Dopamine uptake in serotonin transporter knockout mice by chronoamperometry



Society for Neuroscience Abstracts 27(2): 1870



Mice with a targeted disruption of the serotonin transporter (SERT) gene have been produced to study the role of SERT in the modulation of 5-HT neurotransmission and behavior. In vivo microdialysis using zero net flux has revealed a gene dose-dependent increase in extracellular 5-HT levels in SERT KO mice. In addition, our previous high-speed chronoamperometry studies have demonstrated that 5-HT uptake rates are decreased by about half in SERT+/- KO mice vs wildtype mice; while no 5-HT uptake was observed in SERT-/- KO mice. Since our long-term goal is to characterize neuroadaptation resulting from decreases in SERT function, we have also begun to evaluate possible compensatory changes in dopamine uptake in SERT KO mice using chronoamperometry. Crude synaptosomal DA uptake was characterized using Nafion-coated 30mum carbon fiber electrodes. Surprisingly, DA uptake was also decreased in a gene dose-dependent manner in striatum of SERT KO mice (525+-15, 377+-14 and 309+-17 pmole/mg pro/min in wildtype, SERT+/-, and SERT-/- KO mice, respectively; n=6 per genotype).
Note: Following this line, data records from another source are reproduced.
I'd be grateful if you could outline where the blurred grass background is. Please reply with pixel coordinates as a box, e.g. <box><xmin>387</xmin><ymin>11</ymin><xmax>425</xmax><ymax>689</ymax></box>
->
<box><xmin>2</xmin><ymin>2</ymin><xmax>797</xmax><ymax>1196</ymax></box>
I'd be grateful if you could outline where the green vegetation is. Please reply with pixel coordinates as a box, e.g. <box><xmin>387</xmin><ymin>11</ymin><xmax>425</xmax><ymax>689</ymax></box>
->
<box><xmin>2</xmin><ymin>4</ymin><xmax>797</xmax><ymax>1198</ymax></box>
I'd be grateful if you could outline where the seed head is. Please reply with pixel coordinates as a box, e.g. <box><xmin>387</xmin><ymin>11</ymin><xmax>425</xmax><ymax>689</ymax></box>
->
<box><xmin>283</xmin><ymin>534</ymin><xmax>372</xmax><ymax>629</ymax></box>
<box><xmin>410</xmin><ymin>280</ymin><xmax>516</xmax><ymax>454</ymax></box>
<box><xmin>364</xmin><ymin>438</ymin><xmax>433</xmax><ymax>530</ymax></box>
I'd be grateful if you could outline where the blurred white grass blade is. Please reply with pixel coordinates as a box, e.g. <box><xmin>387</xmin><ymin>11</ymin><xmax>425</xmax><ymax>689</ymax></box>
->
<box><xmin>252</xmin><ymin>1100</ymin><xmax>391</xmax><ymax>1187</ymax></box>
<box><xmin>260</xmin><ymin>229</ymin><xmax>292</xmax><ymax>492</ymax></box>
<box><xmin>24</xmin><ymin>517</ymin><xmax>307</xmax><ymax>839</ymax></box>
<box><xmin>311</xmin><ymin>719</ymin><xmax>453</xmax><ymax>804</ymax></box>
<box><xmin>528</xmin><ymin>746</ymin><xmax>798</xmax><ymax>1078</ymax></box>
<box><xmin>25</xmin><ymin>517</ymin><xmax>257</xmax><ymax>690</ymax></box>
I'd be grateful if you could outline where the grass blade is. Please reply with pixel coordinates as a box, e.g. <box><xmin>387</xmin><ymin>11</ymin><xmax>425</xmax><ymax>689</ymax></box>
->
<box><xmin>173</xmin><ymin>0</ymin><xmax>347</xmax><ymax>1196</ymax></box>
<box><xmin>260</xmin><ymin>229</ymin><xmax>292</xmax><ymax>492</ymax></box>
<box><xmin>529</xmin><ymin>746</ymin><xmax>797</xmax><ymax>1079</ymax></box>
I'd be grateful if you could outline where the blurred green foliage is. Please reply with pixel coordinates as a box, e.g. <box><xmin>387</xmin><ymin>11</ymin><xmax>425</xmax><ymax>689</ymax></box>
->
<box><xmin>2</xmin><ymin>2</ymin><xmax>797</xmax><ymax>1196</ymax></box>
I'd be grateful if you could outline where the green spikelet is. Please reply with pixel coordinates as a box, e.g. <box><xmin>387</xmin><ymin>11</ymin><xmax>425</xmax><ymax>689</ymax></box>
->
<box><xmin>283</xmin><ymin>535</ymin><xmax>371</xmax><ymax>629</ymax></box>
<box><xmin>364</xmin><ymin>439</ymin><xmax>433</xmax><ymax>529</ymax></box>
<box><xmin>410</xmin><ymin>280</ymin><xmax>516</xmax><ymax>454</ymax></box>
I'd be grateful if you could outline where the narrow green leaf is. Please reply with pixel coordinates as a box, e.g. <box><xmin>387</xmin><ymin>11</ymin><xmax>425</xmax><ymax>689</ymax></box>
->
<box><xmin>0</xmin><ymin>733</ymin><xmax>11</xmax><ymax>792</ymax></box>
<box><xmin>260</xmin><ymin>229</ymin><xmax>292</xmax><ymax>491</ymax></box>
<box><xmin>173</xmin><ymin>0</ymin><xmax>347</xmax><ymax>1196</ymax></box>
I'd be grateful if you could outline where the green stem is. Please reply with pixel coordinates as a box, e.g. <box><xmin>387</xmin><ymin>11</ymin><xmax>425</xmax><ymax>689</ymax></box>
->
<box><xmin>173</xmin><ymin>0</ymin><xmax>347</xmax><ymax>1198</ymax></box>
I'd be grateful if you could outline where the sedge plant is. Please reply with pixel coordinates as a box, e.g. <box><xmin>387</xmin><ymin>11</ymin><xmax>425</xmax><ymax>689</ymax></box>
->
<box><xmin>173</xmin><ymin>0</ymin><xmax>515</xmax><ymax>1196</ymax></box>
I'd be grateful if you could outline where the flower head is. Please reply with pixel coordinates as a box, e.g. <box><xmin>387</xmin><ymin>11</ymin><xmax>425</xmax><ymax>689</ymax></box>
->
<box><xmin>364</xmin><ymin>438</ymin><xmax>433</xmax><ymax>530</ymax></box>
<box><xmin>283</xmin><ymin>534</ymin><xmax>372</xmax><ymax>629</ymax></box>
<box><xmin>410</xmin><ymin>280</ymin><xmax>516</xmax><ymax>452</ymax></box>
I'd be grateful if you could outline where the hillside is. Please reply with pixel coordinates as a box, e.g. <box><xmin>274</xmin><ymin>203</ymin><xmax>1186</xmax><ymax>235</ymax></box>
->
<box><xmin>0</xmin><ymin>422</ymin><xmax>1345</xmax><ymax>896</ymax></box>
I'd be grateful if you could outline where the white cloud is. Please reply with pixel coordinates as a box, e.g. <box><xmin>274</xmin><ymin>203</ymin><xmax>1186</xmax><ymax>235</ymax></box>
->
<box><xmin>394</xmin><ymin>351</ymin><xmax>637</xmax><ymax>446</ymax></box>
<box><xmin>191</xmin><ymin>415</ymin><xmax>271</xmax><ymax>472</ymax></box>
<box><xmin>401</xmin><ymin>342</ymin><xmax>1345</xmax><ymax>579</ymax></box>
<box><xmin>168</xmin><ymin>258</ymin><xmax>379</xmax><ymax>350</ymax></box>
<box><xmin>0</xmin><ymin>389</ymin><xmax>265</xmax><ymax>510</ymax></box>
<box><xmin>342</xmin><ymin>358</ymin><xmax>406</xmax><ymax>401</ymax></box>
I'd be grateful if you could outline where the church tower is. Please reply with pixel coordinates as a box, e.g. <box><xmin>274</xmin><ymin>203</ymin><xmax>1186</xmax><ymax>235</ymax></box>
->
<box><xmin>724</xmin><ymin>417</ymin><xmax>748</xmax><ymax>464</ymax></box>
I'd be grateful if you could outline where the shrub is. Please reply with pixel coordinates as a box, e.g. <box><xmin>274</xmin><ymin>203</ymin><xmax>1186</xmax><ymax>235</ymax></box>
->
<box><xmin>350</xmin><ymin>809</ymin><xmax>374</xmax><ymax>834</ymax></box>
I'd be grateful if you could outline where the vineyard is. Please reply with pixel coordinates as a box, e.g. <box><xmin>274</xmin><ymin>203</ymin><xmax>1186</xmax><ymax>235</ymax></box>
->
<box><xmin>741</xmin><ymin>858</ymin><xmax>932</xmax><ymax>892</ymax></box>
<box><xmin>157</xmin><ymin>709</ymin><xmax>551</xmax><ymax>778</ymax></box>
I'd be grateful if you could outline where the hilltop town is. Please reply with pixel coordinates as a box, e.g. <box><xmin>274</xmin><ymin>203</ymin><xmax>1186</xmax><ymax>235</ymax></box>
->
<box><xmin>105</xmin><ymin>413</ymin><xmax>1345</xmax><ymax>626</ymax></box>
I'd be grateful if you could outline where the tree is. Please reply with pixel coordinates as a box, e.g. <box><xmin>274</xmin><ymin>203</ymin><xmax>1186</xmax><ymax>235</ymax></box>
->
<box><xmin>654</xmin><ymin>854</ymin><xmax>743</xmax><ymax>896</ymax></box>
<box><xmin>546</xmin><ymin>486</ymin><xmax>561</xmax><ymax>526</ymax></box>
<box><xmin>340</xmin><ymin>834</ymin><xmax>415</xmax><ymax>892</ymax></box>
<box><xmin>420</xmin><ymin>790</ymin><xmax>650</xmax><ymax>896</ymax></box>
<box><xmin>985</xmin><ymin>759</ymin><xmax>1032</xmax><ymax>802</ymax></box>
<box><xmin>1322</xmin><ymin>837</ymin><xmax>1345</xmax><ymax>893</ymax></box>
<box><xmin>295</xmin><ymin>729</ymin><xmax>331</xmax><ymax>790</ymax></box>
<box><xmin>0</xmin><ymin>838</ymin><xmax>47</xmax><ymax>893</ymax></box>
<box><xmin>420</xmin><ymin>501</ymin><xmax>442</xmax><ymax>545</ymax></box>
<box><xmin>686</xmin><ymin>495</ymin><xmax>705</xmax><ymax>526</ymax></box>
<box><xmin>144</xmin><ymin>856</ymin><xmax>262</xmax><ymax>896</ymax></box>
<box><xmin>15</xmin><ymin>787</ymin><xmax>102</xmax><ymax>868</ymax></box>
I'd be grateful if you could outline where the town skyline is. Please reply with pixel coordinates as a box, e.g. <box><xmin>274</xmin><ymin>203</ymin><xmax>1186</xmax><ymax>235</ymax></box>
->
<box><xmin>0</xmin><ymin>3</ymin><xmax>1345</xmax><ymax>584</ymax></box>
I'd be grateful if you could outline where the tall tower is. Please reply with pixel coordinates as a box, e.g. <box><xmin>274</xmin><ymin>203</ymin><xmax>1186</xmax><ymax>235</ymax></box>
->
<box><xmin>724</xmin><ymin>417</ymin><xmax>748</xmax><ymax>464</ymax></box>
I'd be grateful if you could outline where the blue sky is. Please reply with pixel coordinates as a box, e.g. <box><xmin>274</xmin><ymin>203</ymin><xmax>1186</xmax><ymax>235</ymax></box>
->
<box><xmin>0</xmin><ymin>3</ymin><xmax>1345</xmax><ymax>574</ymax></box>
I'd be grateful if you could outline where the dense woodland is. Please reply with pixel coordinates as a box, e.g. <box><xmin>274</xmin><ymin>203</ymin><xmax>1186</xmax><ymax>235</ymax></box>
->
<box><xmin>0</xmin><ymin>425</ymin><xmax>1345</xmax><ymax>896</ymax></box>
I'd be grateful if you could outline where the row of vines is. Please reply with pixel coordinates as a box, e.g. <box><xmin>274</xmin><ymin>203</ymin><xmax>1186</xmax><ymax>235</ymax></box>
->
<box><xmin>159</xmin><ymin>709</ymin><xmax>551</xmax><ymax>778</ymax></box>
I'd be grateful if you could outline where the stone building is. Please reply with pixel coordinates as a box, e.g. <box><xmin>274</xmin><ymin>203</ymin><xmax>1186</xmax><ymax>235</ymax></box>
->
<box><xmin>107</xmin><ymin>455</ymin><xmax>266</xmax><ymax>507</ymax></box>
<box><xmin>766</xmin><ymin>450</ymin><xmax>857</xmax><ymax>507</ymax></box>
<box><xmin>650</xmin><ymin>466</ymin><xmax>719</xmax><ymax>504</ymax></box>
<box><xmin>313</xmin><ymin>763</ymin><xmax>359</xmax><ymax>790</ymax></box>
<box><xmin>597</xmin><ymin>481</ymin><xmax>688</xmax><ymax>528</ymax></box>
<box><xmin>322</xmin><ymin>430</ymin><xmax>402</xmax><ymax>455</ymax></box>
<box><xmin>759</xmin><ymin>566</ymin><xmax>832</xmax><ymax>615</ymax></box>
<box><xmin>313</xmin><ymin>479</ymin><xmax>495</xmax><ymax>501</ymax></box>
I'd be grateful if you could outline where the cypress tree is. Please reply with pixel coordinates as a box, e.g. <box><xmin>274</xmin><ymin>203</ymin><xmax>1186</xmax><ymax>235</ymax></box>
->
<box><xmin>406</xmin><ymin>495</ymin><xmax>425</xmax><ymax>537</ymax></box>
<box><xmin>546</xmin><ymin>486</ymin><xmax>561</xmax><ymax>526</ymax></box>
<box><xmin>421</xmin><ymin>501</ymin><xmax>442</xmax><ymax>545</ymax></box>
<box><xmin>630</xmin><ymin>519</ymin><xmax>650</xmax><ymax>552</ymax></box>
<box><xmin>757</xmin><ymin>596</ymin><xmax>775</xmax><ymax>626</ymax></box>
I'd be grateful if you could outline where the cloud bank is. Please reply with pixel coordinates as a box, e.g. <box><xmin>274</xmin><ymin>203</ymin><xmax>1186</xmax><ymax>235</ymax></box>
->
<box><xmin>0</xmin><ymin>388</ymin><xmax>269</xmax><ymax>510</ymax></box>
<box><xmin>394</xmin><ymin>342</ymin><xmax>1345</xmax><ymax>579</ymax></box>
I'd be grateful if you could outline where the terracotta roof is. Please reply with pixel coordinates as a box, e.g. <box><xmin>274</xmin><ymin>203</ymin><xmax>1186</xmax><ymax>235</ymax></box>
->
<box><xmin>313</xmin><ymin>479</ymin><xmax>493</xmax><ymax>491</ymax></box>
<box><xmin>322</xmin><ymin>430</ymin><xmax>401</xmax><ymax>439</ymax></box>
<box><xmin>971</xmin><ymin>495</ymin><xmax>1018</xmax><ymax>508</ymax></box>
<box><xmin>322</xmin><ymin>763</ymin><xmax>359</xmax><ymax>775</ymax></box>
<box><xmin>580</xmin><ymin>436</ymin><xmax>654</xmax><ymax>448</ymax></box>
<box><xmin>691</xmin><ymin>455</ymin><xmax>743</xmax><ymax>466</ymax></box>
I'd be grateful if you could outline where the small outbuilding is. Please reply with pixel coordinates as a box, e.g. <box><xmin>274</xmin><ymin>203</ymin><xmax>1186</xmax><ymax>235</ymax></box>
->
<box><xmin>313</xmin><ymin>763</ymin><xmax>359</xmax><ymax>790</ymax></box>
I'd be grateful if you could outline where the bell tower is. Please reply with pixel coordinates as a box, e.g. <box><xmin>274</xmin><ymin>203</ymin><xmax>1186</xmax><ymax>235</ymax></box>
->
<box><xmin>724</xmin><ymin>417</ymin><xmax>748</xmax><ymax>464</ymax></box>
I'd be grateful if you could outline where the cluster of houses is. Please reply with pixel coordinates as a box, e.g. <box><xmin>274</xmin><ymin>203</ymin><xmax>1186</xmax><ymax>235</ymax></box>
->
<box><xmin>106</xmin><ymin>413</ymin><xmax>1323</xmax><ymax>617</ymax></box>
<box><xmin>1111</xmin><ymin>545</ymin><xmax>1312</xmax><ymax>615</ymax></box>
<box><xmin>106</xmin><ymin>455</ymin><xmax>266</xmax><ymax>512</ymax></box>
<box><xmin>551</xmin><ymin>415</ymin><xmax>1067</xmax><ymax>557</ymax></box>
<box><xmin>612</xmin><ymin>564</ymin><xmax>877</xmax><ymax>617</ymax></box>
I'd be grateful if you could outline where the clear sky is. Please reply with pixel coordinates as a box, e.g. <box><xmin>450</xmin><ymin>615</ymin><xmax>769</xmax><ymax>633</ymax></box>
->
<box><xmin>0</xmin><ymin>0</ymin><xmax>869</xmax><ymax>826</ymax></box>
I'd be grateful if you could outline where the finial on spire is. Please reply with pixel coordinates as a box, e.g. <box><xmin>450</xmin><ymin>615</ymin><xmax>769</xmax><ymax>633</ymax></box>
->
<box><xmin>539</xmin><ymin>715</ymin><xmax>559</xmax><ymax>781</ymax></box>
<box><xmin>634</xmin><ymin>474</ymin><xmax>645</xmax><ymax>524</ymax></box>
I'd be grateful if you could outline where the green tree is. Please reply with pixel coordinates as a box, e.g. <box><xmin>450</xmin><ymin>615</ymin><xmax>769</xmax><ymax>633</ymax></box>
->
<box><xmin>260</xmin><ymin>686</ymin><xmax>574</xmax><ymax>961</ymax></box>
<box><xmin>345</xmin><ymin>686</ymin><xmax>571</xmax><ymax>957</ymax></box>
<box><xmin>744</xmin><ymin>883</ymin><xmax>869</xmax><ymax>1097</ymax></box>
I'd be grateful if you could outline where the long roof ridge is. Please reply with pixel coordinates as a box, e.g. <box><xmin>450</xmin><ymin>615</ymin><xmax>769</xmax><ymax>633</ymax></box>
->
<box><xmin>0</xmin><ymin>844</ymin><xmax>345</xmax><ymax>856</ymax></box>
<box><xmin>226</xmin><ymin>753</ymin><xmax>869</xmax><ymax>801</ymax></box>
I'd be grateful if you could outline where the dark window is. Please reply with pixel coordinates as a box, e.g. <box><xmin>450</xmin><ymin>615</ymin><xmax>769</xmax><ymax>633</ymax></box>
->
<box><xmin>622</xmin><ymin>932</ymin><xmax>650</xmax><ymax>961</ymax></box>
In a preliminary study, preincubation of striatal synaptosomes with 10uM paroxetine to block SERT resulted in reduced DA uptake in both wildtype and SERT+/- KO mice (256+-28 and 255+-10 pmol/mg pr/min) to the level observed in SERT-/- KO mice. These results indicate that SERT is an important modulator of both 5-HT and DA uptake and that apprx40% of the DA uptake observed in striatum is due to promiscuous SERT activity.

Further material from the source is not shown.